Literature DB >> 9784560

SCID/NCr mice naturally infected with Helicobacter hepaticus develop progressive hepatitis, proliferative typhlitis, and colitis.

X Li1, J G Fox, M T Whary, L Yan, B Shames, Z Zhao.   

Abstract

Hepatitis, proliferative typhlitis, and colitis were characterized in young adult and older SCID/NCr mice naturally infected with Helicobacter hepaticus. Liver lesions consisted of Kupffer, Ito, and oval cell hyperplasia along with multifocal to coalescing coagulative hepatocyte necrosis.
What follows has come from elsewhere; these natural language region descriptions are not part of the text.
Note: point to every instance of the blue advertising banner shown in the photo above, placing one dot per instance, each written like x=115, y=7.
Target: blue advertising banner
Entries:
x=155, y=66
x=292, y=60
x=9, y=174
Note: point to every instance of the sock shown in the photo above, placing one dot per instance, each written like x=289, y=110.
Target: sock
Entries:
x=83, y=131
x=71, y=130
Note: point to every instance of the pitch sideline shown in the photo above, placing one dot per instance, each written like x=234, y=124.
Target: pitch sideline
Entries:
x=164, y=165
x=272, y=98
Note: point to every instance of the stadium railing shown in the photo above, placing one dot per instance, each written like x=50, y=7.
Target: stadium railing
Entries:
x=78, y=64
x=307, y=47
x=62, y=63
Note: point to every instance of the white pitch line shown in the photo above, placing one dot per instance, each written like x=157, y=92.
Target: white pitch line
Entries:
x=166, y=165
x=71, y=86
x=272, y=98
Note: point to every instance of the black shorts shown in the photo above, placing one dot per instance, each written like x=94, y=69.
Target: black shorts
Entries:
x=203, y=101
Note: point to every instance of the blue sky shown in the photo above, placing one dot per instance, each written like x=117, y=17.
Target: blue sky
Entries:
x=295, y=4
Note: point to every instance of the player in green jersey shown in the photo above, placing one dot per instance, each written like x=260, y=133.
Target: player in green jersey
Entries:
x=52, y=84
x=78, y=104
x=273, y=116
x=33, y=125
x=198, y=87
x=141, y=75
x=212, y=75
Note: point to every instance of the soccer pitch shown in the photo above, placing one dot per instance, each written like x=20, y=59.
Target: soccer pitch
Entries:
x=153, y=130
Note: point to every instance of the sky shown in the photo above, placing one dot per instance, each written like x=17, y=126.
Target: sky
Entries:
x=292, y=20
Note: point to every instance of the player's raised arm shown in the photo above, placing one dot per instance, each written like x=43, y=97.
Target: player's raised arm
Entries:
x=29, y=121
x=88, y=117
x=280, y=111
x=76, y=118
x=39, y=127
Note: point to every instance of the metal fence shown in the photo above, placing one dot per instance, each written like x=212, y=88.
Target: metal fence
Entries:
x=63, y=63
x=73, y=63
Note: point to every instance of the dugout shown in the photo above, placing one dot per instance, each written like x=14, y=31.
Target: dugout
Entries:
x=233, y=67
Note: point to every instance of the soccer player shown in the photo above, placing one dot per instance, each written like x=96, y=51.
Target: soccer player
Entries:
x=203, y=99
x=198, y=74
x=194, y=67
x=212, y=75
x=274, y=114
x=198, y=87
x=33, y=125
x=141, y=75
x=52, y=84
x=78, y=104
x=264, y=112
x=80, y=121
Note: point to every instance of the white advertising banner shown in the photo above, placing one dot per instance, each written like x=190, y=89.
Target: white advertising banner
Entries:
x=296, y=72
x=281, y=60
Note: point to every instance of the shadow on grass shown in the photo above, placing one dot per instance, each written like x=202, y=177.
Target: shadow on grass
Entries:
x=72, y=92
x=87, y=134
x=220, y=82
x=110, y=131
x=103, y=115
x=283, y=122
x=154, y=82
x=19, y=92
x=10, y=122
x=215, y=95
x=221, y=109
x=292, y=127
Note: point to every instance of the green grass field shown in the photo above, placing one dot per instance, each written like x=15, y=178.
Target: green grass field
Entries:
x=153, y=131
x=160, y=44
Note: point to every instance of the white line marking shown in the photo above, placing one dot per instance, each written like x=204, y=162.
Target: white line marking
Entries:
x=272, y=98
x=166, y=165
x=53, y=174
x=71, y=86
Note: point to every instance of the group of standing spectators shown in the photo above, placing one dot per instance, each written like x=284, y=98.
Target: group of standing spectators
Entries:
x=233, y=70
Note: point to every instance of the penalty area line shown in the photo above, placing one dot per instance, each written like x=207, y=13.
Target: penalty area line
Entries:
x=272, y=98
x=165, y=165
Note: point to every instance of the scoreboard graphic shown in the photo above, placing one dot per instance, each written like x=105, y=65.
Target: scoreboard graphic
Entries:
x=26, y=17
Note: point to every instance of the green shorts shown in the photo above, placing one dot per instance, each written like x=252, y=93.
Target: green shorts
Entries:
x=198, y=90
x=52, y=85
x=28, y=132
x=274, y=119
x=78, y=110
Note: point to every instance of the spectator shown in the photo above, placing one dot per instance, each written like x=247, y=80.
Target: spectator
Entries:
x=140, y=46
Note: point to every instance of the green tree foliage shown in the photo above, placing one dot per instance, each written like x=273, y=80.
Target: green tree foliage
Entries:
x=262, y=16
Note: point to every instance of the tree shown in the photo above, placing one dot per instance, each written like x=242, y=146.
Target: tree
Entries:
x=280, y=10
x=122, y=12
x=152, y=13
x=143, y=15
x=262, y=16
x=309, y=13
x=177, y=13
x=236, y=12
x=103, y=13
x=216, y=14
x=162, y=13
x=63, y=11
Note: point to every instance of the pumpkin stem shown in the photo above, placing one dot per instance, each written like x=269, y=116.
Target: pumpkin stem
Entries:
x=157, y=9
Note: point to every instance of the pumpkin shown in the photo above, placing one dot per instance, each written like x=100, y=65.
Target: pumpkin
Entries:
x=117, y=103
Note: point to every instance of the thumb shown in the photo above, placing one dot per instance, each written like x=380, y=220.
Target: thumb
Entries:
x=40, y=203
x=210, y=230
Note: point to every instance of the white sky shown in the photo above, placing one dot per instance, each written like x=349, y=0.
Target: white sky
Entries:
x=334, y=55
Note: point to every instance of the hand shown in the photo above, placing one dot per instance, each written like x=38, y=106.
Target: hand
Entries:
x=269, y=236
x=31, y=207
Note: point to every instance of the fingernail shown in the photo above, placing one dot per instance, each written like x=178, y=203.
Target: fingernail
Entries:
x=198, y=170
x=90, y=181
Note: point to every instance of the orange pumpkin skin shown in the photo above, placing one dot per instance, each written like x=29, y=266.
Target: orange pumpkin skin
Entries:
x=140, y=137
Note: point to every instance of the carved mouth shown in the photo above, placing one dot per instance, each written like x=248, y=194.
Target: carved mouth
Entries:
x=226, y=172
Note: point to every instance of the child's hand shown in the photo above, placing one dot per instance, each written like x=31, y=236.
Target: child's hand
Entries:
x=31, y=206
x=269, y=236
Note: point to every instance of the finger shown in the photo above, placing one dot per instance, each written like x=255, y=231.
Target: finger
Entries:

Numerous Warthin-Starry-positive bacteria were observed in the parenchyma, and there were minimal to mild accumulations of monocytic cells and neutrophils. Proliferative typhlitis was characterized by moderate to marked mucosal epithelial cell hyperplasia with mild monocytic and neutrophilic infiltration. Minimal to mild colitis with mucosal epithelial cell hyperplasia of the colon was most marked in older mice. Comparable gastrointestinal lesions were not observed in uninfected control SCID/NCr mice. H. hepaticus was cultured from fetal viscera of 2 of 11 pups sampled late in gestation from infected SCID/NCr females, suggesting transplacental infection of H. hepaticus. As expected, most of the naturally infected SCID/NCr mice had no serum immunoglobulin G response against H. hepaticus. These findings contrast with those in infected immunocompetent A/JCr mice, which develop a significant immune response to H. hepaticus associated with prominent multifocal mononuclear cell infiltrates in the liver, with only rare bacteria observable at the periphery of inflammatory foci or in the biliary canaliculi. The results demonstrate that chronic inflammatory and proliferative lesions simultaneously affecting the liver, cecum, and colon are associated with natural infection of SCID/NCr mice with H. hepaticus and that lesions are progressive with age. Concurrent infection with H. hepaticus may confound studies that have been attributed to similar lesions due to other experimental manipulations of SCID/NCr mice.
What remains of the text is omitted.